Duplicate Entries in Kagi Assistant Sources

roach

Bug: If multiple searches are performed for a query, the sources for the Assistant might contain duplicates.
Caveat: Since I cannot see the sources and their text snippets directly, I am relying here on the model's judgment. Since three searches were performed in the example below and the highest observed duplicate source had three entries, I assume that this bug is due to the multiple searches that were performed, but I haven't done more testing.
Link to sample thread: https://kagi.com/assistant/221f5d62-addd-4310-ac52-d19698bdff5b
Model: Qwen 3 235b with Thinking

Detailed Description

In the thread above, three searches are performed for the initial query:

Searching with Kagi:
Deep Think Gemini 2.5 Pro
Gemini 2.5 Pro features
Gemini 2.5 Pro capabilities

When asked how many sources were provided, the model starts to ponder within the thinking block whether some sources count as distinct sources:

Wait, some of these might be duplicates. For example, indices 17 and 19 from TechTarget seem similar but have different URLs. Let me check:

Index 17: https://www.techtarget.com/whatis/feature/Google-Gemini-25-Pro-explained-Everything-you-need-to-know
Index 19: https://www.techtarget.com/WhatIs/feature/Google-Gemini-25-Pro-explained-Everything-you-need-to-know

The URLs are slightly different (whatis vs WhatIs in the path), but the content might be the same. However, they are separate entries, so they might be different articles. Similarly, others may have similar URLs but different paths.

I then directly asked the model to confirm that the URLs were exactly the same, which it confirmed.

Finally, I asked the model whether the provided text snippets were also the same.

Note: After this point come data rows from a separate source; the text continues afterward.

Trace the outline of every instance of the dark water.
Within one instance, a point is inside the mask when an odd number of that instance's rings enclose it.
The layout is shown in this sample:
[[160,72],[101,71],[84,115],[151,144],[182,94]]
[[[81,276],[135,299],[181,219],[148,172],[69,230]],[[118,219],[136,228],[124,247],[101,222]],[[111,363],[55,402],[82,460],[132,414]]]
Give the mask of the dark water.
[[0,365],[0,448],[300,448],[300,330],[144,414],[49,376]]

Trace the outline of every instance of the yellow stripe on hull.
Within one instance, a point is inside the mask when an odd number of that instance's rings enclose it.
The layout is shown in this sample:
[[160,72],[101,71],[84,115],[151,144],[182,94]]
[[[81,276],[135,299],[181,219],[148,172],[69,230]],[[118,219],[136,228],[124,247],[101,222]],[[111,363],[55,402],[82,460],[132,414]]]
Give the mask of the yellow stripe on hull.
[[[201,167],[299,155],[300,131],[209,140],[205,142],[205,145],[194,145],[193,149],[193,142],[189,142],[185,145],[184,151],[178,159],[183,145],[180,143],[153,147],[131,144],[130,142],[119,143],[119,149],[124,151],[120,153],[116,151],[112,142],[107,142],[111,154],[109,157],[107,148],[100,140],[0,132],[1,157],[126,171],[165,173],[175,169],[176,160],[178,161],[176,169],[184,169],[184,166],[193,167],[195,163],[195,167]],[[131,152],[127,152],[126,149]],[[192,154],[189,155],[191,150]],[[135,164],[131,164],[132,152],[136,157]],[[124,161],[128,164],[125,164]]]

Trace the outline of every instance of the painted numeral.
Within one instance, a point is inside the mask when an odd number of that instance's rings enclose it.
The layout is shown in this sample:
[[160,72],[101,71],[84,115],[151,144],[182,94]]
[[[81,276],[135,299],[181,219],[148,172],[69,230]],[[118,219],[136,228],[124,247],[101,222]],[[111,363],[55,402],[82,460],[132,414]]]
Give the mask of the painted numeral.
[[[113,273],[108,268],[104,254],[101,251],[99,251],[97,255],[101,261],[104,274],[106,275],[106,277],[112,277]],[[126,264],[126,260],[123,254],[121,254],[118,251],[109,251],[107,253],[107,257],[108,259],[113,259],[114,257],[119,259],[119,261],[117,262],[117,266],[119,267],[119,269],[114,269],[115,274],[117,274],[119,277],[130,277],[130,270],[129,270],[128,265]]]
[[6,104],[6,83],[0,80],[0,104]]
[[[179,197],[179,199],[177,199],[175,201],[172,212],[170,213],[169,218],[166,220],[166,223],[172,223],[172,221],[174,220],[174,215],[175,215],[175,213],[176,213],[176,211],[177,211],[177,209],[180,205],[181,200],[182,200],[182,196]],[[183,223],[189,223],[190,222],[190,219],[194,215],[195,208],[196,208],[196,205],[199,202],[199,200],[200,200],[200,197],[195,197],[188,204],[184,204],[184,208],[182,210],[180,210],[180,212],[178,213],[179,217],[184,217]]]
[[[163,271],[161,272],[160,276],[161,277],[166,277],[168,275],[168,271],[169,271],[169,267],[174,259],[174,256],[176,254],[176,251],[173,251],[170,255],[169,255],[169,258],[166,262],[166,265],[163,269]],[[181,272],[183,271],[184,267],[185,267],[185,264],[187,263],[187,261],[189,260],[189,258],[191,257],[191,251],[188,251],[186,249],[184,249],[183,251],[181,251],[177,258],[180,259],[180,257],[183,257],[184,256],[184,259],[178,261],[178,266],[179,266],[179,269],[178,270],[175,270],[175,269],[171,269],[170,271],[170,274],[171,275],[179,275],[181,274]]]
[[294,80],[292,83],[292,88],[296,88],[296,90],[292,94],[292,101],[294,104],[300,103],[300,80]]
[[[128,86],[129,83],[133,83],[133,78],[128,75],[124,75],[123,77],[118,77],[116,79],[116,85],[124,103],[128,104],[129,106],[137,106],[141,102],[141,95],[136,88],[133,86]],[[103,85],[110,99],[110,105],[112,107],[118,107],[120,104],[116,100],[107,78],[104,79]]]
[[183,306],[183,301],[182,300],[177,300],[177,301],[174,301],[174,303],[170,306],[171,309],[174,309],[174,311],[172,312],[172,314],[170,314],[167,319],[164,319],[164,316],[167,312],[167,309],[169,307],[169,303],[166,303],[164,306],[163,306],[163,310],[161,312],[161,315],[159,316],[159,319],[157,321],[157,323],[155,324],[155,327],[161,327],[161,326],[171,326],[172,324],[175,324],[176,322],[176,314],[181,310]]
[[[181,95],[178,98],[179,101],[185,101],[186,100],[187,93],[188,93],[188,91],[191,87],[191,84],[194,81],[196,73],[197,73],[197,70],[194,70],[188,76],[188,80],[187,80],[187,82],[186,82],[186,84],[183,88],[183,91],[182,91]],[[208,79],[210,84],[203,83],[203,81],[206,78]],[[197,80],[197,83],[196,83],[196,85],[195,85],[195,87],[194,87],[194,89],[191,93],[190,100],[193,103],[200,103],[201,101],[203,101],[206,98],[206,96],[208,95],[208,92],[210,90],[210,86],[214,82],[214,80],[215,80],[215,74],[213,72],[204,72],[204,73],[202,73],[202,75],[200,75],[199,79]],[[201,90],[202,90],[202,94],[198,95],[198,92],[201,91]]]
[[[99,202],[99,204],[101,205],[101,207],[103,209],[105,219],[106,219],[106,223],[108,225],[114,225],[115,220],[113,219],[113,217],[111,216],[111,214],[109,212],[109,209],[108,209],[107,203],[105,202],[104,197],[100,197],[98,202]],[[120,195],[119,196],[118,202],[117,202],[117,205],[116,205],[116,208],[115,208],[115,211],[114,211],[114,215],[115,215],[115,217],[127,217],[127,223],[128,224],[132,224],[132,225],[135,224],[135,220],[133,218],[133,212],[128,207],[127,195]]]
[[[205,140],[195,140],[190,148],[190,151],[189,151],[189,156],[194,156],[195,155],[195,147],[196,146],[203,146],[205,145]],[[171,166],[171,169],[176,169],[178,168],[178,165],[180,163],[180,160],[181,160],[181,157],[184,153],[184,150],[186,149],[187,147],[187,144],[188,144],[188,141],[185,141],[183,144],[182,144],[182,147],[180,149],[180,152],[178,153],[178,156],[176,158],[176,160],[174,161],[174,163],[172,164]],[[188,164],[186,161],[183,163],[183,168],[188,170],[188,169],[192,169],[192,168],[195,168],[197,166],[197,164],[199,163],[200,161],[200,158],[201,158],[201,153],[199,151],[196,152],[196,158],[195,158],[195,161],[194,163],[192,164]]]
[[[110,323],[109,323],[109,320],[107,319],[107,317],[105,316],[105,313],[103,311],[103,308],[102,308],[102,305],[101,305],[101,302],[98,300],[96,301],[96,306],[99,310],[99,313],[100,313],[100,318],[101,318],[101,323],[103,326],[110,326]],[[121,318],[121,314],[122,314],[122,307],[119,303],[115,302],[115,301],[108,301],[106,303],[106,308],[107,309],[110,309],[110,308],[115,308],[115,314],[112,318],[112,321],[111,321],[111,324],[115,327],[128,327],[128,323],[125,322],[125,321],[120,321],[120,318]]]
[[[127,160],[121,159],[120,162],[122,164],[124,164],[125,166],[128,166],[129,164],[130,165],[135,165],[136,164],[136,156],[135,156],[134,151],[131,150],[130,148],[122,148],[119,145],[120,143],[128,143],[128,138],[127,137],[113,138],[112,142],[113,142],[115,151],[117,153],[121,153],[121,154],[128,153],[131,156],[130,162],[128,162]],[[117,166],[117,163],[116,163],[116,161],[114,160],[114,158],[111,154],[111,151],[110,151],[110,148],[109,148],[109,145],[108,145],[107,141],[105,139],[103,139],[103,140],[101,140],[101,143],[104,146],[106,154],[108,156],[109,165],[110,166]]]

According to the model, at least some of the duplicate URLs also have identical (or nearly identical) text snippets.

Since the Assistants' answer quality often strongly hinges on the availability of good sources, it would be desirable if text snippets were deduplicated and additional text snippets could move up into the top 30 of search results.

In addition, it might be a good idea to not only look for exact duplicates, but also for semantic duplicates that might have different wording but carry the same informational content, based on some measure like cosine similarity, if embeddings for the text snippets already exist.